YES! With a few phrases I can sum up why: Lax lending standards, lax underwriting standards, the pushing of risky exotic loan products to make payments more attractive, a 'look the other way' attitude towards ultra risky buyer applications, and the incorrect notion that they can always sell the loan on the secondary mortgage markets should things get hairy.

Mortgage lenders and their super loose standards from 2002-2006 definitely played a role in where we are at today.

Wall Street - 4/5 Fingers Pointed

Hmm, tough one. But I'm going to give wall street a break here. They shouldn't be blamed this much. Why? Because financial innovations, such as CDO's and CMO's and other mortgage backed securities that are traded on the secondary mortgage markets, provided the consumer with more loan options? These innovations are what allowed the banks and lenders to relieve themselves of loans so they could provide more options to consumers with the now freed up funds.

While there is some blame to put on the system and all the fees that are made behind the scenes (which many brokerages and hedge funds too great advantage of), but I do not think this was the source of the problems we are in now.
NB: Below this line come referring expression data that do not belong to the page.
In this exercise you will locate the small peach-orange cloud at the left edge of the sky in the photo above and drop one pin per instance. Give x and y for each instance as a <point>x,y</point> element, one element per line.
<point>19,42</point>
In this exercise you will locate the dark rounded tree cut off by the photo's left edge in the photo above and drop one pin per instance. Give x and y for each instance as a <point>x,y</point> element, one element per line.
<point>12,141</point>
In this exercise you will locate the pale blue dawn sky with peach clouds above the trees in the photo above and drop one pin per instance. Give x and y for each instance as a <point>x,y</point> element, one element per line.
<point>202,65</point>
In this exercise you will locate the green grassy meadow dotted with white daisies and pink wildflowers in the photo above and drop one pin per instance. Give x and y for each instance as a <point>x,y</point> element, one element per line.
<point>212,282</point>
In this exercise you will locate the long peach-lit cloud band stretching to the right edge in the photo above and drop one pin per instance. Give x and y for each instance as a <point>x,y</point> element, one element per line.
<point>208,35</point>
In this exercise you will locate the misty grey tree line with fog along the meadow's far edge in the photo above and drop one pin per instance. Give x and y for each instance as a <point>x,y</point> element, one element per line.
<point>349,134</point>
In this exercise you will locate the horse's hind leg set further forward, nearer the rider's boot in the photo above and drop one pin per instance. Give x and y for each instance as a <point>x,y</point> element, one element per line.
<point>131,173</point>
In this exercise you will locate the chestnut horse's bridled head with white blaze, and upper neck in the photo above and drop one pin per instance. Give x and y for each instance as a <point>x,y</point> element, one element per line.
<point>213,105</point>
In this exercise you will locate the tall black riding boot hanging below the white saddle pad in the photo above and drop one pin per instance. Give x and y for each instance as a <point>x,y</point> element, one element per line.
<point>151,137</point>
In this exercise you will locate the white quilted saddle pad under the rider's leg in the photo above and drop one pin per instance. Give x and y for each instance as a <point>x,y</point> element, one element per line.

Because of this mess, these secondary mortgage markets are now in turmoil and dried up. This is bringing us back to a state of normalcy where lenders don't have the options they once had to relieve themselves of loans on the books. It is this system that is allowing the free markets to correct themselves, and YOU the consumer are now seeing the end result of this adjustment in the form of tighter lending standards, tighter underwriting, higher rates due to risk and fewer risky loan options at your disposal.

Rating Agencies - 4/5 Fingers Pointed

YES! First off, the unhealthy relationship between wall street bigs and the rating agencies provided for this problem. Just way too much conflicts here to not have a problem.

If the rating agencies were more accurate as to the changing environment, wall street would have been less inclined to take on so much risk; at least I like to think this way. At least it would have minimized the pain as many insurance companies, pension funds, and mutual funds have restrictions on the type of investments they can make for below rates securities.

So, by dropping the ball on ratings, the agencies in essence allowed this risky environment to persist way longer than it should have! Definitely some blame here.

The Federal Reserve - 4.5/5 Fingers Pointed

YES! Oh Alan Greenspan, how your legacy has changed in the past year or so. When Easy Al enacted his ultra loose policy and brought and left the fed funds rate all the way to 1%, he allowed so much liquidity to be pumped into the system that future problems should have been forseen. In addition, he promoted the use of risky loans by homeowners; i.e adjustable rate mortgages.

Sure he was considered 'the man' back in the day and did do some great things to help stave off big time financial distress, many are now blaming the fed for allowing such loose monetary policy for such a long time. As rates started to rise incrementally (mainly by 1/4 point hikes over a 2+ yr period), many are now arguing that Greenspan should have raised rates much more aggressively and faster to counter the growing asset bubble in housing. But that didn't happen and the national housing bubble grew even bigger until its inevitable pop!

Hard to argue that cheap money had nothing to do with it! It changed the psychology of investors and the game itself, and let everyone assume that the housing money machine will never stop printing. Its ironic that today we are calling for the fed to lower rates to help ease the side effects of the problem that arose due to cheap money in the first place!

What do you think? Who's to blame? Anyone missing from the list? REAL ESTATE BROKERS PERHAPS? Did UrbanDigs cause this whole problem? Hmmmmmmmmmmm!